= Michael Marsicano =

American businessperson (born 1956)

Michael Marsicano (born 1956) serves on the boards of the John S. and James L. Knight Foundation and the Leon Levine Foundation. He is the former president and CEO of Foundation for the Carolinas, retiring in January 2022. In 2017, Marsicano was named No. 1 on the list of 50 Most Powerful People in Charlotte by Charlotte Magazine.

== Biography ==
Marsicano received his Bachelor of Science, Masters of Education and Doctor of Philosophy from Duke University. He served as Executive Director of the Durham Arts Council in Durham, North Carolina, from 1982-1989. In 1989, he left to oversee the Arts & Science Council in Charlotte. While at its head, the united arts fund became the nation's highest in per capita annual giving, and the Arts & Science Council became one of the largest endowed arts councils in the United States.

In 1996, with Marsicano at head of ASC, controversy erupted around a Charlotte Repertory Theatre production of the Pulitzer Prize-winning play Angels in America. Local evangelical leaders protested the themes of the play and the onstage nudity, citing public funding via the Arts & Science Council as the core of its argument. Marsicano stood by ASC’s decision to fund, and the Mecklenburg County Commission responded by removing $2.5 million in funding to ASC. After four of the five commissioners who voted to strip the Arts and Science Council of its resources lost their seats in the next election, funds were restored and increased.

In 1999, Marsicano was tapped to lead Foundation for the Carolinas, only the third head of the organization in its 60 years. During his tenure, FFTC has grown from assets of $240 million to more than $2.5 billion in 2017, and approximately $4 Billion by his retirement in 2023. FFTC grew from the 35th largest community foundation in America to sixth largest. Marsicano has helped raise more than $3.5 billion in philanthropic gifts for cultural, educational and social-economic initiatives in the Mecklenburg County region. He serves on the boards of Duke University, Duke University Health System, Charlotte Chamber of Commerce and Charlotte Center City Partners.
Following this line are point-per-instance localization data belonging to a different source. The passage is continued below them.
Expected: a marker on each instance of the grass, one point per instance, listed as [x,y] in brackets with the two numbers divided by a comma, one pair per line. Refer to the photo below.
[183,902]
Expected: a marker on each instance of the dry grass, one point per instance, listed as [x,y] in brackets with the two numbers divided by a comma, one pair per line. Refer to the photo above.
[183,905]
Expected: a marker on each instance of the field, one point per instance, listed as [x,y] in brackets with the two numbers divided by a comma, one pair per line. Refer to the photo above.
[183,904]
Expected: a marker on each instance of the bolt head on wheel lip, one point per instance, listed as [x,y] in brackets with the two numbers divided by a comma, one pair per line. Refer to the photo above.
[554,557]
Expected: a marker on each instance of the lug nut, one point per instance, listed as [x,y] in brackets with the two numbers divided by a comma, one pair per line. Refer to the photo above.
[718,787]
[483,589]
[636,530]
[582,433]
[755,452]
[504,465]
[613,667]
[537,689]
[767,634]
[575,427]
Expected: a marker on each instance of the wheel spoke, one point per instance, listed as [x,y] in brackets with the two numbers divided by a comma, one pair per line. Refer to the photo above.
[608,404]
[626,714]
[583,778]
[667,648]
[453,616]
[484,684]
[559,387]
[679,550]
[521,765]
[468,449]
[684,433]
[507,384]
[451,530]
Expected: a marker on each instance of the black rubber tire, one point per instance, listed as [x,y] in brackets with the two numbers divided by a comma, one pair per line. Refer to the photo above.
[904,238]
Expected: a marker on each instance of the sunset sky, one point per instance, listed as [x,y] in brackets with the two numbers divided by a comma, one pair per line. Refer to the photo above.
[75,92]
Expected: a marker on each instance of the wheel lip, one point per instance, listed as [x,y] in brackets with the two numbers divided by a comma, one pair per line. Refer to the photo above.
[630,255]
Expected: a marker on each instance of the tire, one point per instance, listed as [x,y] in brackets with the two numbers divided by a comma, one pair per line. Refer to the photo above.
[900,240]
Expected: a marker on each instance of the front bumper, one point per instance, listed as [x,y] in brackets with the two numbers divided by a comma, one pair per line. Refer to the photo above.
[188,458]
Marsicano has chaired the boards of the University of North Carolina School of the Arts, the National Assembly of Local Arts Agencies (now Americans for the Arts) and guest panels at the National Endowment for the Arts.

== Awards ==
Marsicano received the Vision Award from Charlotte Center City Partners in 2016, the Arc of Triumph Award from Johnson C. Smith University in 2011, the distinguished service award from the University of North Carolina – Charlotte in 2010, was named Innovator of the Year in 2008 by the Charlotte Chamber of Commerce and won the Philanthropy Campeon Award in 2005 from the Latin American Coalition. In 2018, Marsicano was named to the NonProfit Times’ 21st -annual Power and Influence Top 50 List, highlighting the nation’s top philanthropic leaders. In 2022, he
won the Citizen of the Carolinas award from the Charlotte Regional Business Alliance, the
Distinguished Alumni Award from Duke University and was inducted into the Order of the Long Leaf Pine, North Carolina’s highest civilian honor.

== Personal ==
Michael is married to Leslie Marsicano, the Director of the Preyer Scholars Program at Queens University of Charlotte. They have three children. On March 5, 2023, one of his children, Jamie, was arrested at the site of a music festival connected to the Stop Cop City campaign.